La saison estivale est généralement synonyme de vacances, détente et farniente. Mais pour une certaine catégorie de la société, notamment les lycéens et les étudiants, c’est l’occasion de se constituer “un petit pactole”, soit pour contribuer aux dépenses de la famille, surtout en cette période de crise où la moindre rentrée d’argent est la bienvenue, soit pour se payer quelques “extras”. Pour ce faire, il n’est pas nécessaire d’être un génie : il suffit de chercher pour “dénicher” un petit job d’été.
Contrairement à ce qu’on pourrait penser, nombre de secteurs d’activité sont à la recherche d’une main-d’œuvre relativement “bon marché”. À Bouira et faute d’un créneau touristique attractif, les jeunes se tournent vers les secteurs du BTPH, de la restauration et des services dans le but de se “dégoter” un emploi, en attendant la rentrée sociale.
Quand le bâtiment va…
Le secteur du bâtiment à Bouira est en plein essor. C’est bien connu, quand le bâtiment va, tout va. Entre constructions publiques ou privées, les chantiers à travers les diverses localités poussent comme des champignons et le tout a besoin de main-d’œuvre, pas forcément qualifiée. Pour transporter des brouettes de sable, porter à bout de bras des sacs de ciment ou encore tronçonner des madriers en bois ou en acier, ne nécessitent pas une qualification particulière, juste une condition physique bien solide. “Je viens de passer en seconde année de droit et je me suis trouvé un job dans ce chantier (construction d’un particulier, ndlr). C’est pénible de porter des sacs de 25 ou 50 kg, mais que voulez-vous, j’ai besoin d’argent”, nous a confié le jeune Samir, 21 ans et originaire de Bouira-ville. Concernant les modalités de son “salaire”, notre jeune ouvrier fera la grimace. “Le propriétaire me donne 700 DA par jour. C’est de l’exploitation, mais bon, je n’ai pas le choix”, expliquera-t-il. D’autres jeunes rencontrés sur un chantier étatique au cœur de Bouira, qui exercent comme de simple manœuvres, évoquent un meilleur salaire, mais des conditions de travail extrêmes. “On pointe à 6h du matin et on termine à 18h, pour un salaire de 950 DA par jour”, dira Kamel, étudiant à l’université de M’hamed-Bougara de Boumerdès et originaire de la commune d’Aïn Turk. Lui et ses amis déclarent ouvertement qu’ils ne sont pas assurés et d’ailleurs, ils ne l’ont pas réclamé. “On a besoin d’argent. De plus, on ne compte pas s’éterniser ici, c’est juste pour grappiller quelques sous pour aider nos parents”, assurent-ils.

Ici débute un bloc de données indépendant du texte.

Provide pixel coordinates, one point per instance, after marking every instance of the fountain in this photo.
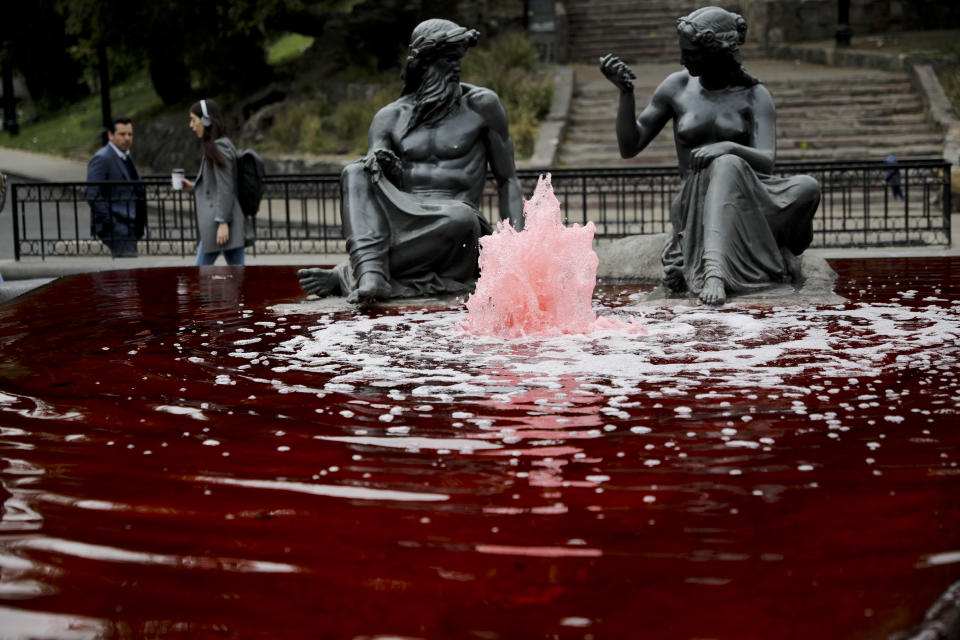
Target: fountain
(194, 453)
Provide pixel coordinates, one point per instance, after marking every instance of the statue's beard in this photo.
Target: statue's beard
(437, 97)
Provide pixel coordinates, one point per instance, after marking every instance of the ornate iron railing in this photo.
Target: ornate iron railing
(300, 214)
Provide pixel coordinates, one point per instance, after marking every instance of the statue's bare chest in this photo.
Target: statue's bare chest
(710, 116)
(453, 137)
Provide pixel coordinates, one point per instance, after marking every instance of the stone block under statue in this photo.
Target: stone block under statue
(736, 227)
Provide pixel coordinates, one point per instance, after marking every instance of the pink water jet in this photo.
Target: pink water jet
(539, 281)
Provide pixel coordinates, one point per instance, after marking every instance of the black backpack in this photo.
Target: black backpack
(250, 175)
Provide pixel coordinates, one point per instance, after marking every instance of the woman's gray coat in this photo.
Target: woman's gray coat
(216, 194)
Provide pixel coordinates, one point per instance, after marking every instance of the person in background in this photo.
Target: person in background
(219, 216)
(118, 212)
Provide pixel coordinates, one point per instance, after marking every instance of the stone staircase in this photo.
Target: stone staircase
(823, 114)
(636, 30)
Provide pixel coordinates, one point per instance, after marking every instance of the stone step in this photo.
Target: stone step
(922, 134)
(605, 118)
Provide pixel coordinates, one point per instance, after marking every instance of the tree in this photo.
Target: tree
(43, 53)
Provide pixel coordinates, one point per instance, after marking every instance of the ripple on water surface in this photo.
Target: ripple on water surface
(193, 453)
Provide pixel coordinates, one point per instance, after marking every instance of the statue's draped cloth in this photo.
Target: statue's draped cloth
(422, 246)
(730, 222)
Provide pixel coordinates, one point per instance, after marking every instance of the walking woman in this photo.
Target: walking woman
(219, 216)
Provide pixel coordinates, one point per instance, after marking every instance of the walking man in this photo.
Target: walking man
(118, 213)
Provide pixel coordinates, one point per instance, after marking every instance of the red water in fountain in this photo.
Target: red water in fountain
(539, 281)
(194, 454)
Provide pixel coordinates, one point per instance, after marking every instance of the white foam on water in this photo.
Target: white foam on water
(426, 350)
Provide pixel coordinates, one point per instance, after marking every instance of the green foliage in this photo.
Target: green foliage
(74, 131)
(287, 47)
(510, 67)
(318, 127)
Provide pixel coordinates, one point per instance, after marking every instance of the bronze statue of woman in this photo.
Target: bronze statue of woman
(736, 228)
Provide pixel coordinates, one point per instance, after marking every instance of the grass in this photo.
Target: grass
(508, 66)
(287, 47)
(74, 131)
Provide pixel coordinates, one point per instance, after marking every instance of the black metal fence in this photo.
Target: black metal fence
(300, 214)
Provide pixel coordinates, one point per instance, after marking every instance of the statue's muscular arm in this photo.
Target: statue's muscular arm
(634, 134)
(380, 142)
(499, 146)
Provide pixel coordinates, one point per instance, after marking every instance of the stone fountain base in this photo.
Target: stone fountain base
(637, 258)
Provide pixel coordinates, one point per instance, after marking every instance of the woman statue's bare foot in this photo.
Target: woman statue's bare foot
(319, 282)
(793, 263)
(713, 292)
(372, 286)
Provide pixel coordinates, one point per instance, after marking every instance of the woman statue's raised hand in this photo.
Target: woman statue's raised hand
(618, 72)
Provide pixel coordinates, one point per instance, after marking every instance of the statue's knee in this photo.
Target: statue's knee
(351, 173)
(729, 162)
(463, 220)
(809, 190)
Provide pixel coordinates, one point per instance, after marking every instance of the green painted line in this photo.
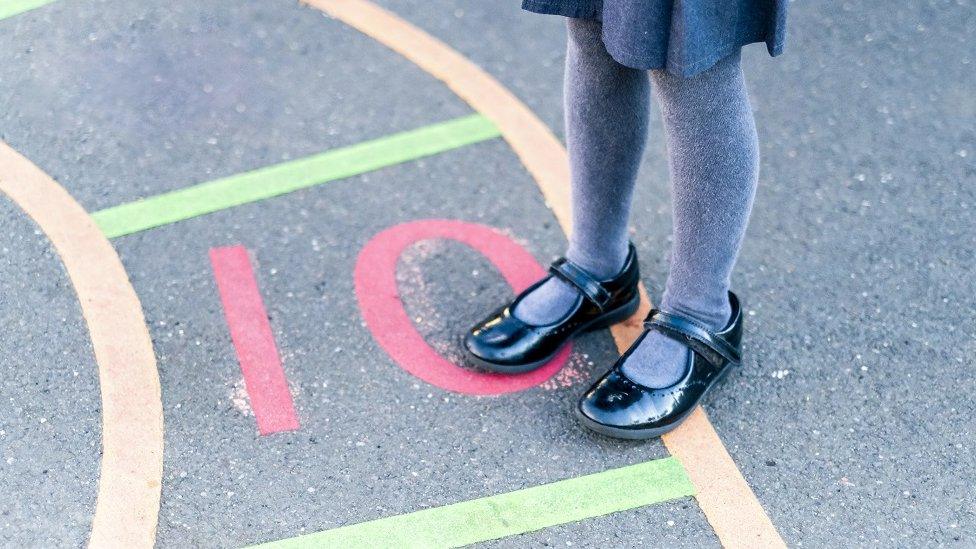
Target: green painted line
(511, 513)
(293, 175)
(10, 8)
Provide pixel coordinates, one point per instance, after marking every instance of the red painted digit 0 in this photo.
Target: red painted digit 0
(379, 300)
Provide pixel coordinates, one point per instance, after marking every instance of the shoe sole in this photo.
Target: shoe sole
(648, 433)
(608, 319)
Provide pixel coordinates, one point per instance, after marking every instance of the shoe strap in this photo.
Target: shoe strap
(582, 280)
(708, 344)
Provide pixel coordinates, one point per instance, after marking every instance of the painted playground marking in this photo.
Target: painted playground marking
(10, 8)
(512, 513)
(293, 175)
(132, 414)
(129, 488)
(722, 493)
(250, 330)
(393, 330)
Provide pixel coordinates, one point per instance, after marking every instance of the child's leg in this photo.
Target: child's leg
(714, 161)
(606, 126)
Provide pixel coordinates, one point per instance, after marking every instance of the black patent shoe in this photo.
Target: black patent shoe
(504, 344)
(618, 407)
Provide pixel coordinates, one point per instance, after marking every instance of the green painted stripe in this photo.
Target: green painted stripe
(293, 175)
(10, 8)
(512, 513)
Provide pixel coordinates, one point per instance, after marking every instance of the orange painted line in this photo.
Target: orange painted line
(722, 493)
(537, 148)
(127, 507)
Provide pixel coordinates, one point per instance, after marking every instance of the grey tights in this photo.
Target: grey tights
(713, 158)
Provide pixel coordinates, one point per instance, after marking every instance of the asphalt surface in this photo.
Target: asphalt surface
(853, 416)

En moyenne, combien gagnent ces “ouvriers” d’un temps ? Eh bien tout dépend de la période. Pour Samir, il déclare tourner aux alentours de 15 000 DA pour 20 jours de travail, tandis que ceux du chantier public, ils ont amassé en 18 jours, plus de 17 000 DA.
La restauration, une valeur sûre
L’autre créneau qui a la cote durant l’été et qui attire les jeunes désireux d’amasser un peu d’argent est celui de la restauration. Plongeur, serveur, pizzaiolo et garçon de café sont des profils très recherchés par les employeurs. C’est bien connu, en Algérie, le seul secteur qui ne connaît pas la crise, c’est celui de “la bouffe”. Tout comme pour le BTPH, aucune expérience ni qualification ne sont exigées et tout se fait à la confiance. Tahar, un jeune bachelier de 19 ans, rencontré aux abords d’une terrasse de café, au quartier des 1100-Logements de Bouira, affirmera qu’après la fin de la seconde session du baccalauréat, il s’est dirigé vers son ami qui “connaît un ami”, afin de lui proposer ses services.
“Cela fait 13 jours que je suis serveur dans cette cafète pour un salaire de 12 000 DA. Je ne vais pas vous mentir, je ne suis pas dans le besoin, Dieu merci, mais il est grand temps pour moi de découvrir la vie active et cesser de réclamer de l’argent à mes parents.” Pour Massinissa, un talentueux pizzaiolo, exerçant dans une pizzeria de la rue Foch, titulaire d’une licence en anglais et qui prépare son master, son job est avant tout une passion. “À la maison, c’est moi qui prépare des pizzas pour la famille”, confiera-t-il avec un sourire. Son poste, il l’a obtenu “par hasard”, selon lui.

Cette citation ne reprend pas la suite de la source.